O lasciate lasciate che io sia
una cosa di
nessuno
per queste
vecchie strade
in cui la sera
affonda –
O lasciate
lasciate ch'io mi perda
ombra nell'ombra
–
gli occhi
due coppe alzate
verso l'ultima
luce –
E non chiedetemi
– non chiedetemi
quello che voglio
e quello che sono
se per me nella
folla è il vuoto
e nel vuoto
l'arcana folla
dei miei fantasmi
–
e non cercate –
non cercate
quello ch'io
cerco
se l'estremo
pallore del cielo
m'illumina la
porta di una chiesa
e mi sospinge a
entrare –
Non domandatemi
se prego
e chi prego
e perché prego –
Io entro soltanto
per avere un po'
di tregua
e una panca e il
silenzio
in cui parlino le
cose sorelle –
Poi ch'io sono
una cosa –
una cosa di
nessuno
che va per le
vecchie vie del suo mondo –
gli occhi
due coppe alzate
verso l'ultima
luce –
Milano, 18
ottobre 1930
Questa
intensissima poesia è di Antonia Pozzi (Milano 1912 - ivi 1938), e l'ho
trascritta dalle pagine 34 e 35 del volume Parole,
Garzanti, Milano 1998, in cui sono presenti tutti i versi della poetessa
lombarda prematuramente scomparsa.
Qui, mi pare, si
possano rintracciare dei segni evidenti di una disperazione interiore che
porterà la Pozzi, otto anni dopo, verso il suicidio. Non è ben chiaro a chi, la
poetessa, rivolga fin dai primi versi le sue suppliche, ma si presuppone che
siano le persone più vicine a lei in quel momento.

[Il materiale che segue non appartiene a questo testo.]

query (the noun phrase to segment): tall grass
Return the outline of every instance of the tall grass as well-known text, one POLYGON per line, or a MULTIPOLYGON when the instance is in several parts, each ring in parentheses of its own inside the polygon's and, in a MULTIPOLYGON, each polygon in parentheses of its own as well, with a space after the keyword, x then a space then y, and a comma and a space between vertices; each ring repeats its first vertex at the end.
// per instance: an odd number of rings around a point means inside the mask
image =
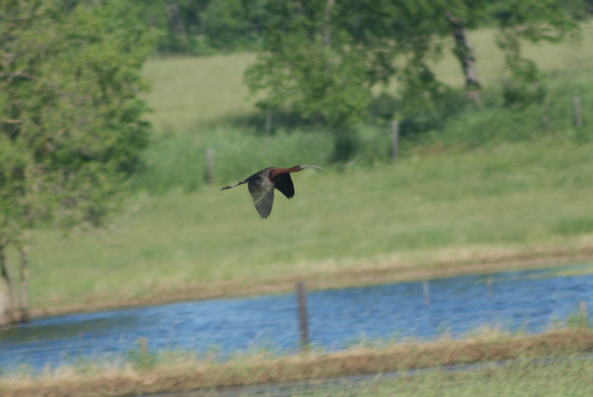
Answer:
POLYGON ((294 176, 295 198, 278 195, 266 220, 243 187, 139 195, 110 230, 36 233, 33 301, 154 297, 191 286, 199 294, 225 281, 331 278, 448 252, 579 252, 593 245, 592 152, 593 143, 551 139, 307 169, 294 176))
MULTIPOLYGON (((487 50, 492 32, 473 35, 484 52, 486 94, 495 98, 502 60, 487 50)), ((592 60, 583 50, 591 37, 527 50, 550 73, 543 107, 493 102, 466 110, 419 141, 404 139, 395 162, 388 126, 363 126, 361 151, 347 167, 329 162, 327 132, 276 128, 263 136, 241 84, 253 55, 153 60, 145 73, 154 82, 146 100, 155 135, 135 193, 110 229, 66 238, 34 233, 32 303, 212 296, 296 278, 335 286, 361 282, 360 272, 426 269, 484 254, 590 252, 593 142, 590 124, 570 127, 570 101, 582 95, 589 123, 592 60), (213 186, 205 184, 207 148, 214 151, 213 186), (265 167, 296 164, 324 169, 295 174, 295 197, 277 195, 265 221, 243 187, 218 191, 265 167)), ((457 65, 442 62, 440 72, 452 79, 457 65)))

Si respira un'atmosfera di
estraniamento misto a rassegnazione, che si palesa in una necessità di
solitudine, di lontananza da tutto e da tutti; la Pozzi dice di aver voglia di perdersi
e null'altro; non ha voglia di rispondere a domande troppo impegnative
riguardanti i suoi progetti futuri o la sua identità. Poi, sempre rivolgendosi
a una non ben precisata umanità, chiede di non indagare troppo sul fatto che
stia provando una sensazione di vuoto totale, che gli sta facendo perdere ogni
motivazione per continuare a vivere; la sua anima, ormai svuotata da ogni
presenza reale, si è popolata di fantasmi, ovvero di entità fittizie. Allora,
per ritrovare almeno un perché della vita, la poetessa, mentre sta camminando senza meta sul far della sera, prova ad entrare nella
prima chiesa che incontra lungo una vecchia strada; ma il motivo della
sua sosta all'interno della chiesa non è soltanto dovuta alla ricerca di una
fede perduta, o al bisogno di preghiera, bensì al desiderio di un luogo
appartato, calmo e silenzioso; tant'è vero che chiede di non essere seguita, di
essere lasciata sola a meditare. E lì, trova conforto nel paragonarsi agli
oggetti (le cose) presenti, poiché la distanza che prova dal resto dell'umanità è tale da sentirsi più
vicina alle cose inanimate che vede intorno a sé, e così s'immedesima negli
oggetti, e come gli oggetti vecchi e dimenticati di un luogo pubblico, si sente
di non appartenere a nessuno e di essere stata dimenticata da tutti. E mentre
scende lentamente la sera e la luce cala sempre di più, vorrebbe scomparire nel
buio guardando l'ultima luce scemare per sempre.
Ottimo commento della poesia dell'infelice poetessa A.Pozzi.